Finalist Francesca Torzo presenting Z33 during one of three talks that took place in the afternoon. (Photo: Anna Mas)
The last talk of the 2022 EUmies Awards Day refreshingly found six women on the Mies Pavilion plinth: jury members Mia Hägg and Francesca Ferguson, Simona Della Rocca of BDR bureau (Enrico Fermi School, Emerging Architecture Finalist), Cristina Gamboa of Lacol (La Borda, Emerging Architecture Winner), and Shelley McNamara and Yvonne Farrell of Grafton Architects (Town House – Kingston University, Architecture Winner). The presentation by the duo from Grafton touched on precedents that went into their design, the way the library and dance studio work spatially as a "3D web of space," and many other things, even a strong suggestion that the Mies Foundation should come to Dublin to illustrate the power of architecture in society and to improve matters in the architects' hometown.
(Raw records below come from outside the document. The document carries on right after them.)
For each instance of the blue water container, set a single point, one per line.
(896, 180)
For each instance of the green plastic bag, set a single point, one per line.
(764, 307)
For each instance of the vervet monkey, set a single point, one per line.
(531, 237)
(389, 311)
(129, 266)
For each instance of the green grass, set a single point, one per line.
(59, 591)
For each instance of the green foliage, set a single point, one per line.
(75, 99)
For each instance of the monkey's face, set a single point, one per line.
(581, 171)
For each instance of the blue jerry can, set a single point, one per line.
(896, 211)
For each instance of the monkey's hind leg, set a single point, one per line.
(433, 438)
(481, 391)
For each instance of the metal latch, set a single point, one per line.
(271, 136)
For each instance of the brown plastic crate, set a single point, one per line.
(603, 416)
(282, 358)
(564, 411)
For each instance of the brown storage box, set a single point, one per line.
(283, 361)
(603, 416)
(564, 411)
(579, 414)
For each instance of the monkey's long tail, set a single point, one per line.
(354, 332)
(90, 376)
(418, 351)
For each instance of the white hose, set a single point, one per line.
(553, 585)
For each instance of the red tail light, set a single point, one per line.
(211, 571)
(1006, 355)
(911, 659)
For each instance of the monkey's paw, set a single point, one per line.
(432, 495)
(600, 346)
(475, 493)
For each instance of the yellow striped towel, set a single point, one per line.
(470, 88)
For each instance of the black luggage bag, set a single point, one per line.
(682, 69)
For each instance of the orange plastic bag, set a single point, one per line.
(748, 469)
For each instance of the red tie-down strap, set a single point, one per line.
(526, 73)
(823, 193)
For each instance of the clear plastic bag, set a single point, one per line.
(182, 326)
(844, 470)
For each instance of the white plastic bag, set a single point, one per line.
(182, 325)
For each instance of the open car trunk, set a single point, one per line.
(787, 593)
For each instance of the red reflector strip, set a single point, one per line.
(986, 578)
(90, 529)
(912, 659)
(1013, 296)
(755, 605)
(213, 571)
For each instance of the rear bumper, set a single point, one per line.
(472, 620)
During the discussion, McNamara described how impressed they were when they returned to Town House after it was completed and occupied, and "the building was full of young people and there was not one figure of authority, no control, no security guards." Kingston University wanted an open, democratic space and that is what exactly what Grafton Architects delivered – much to their amazement.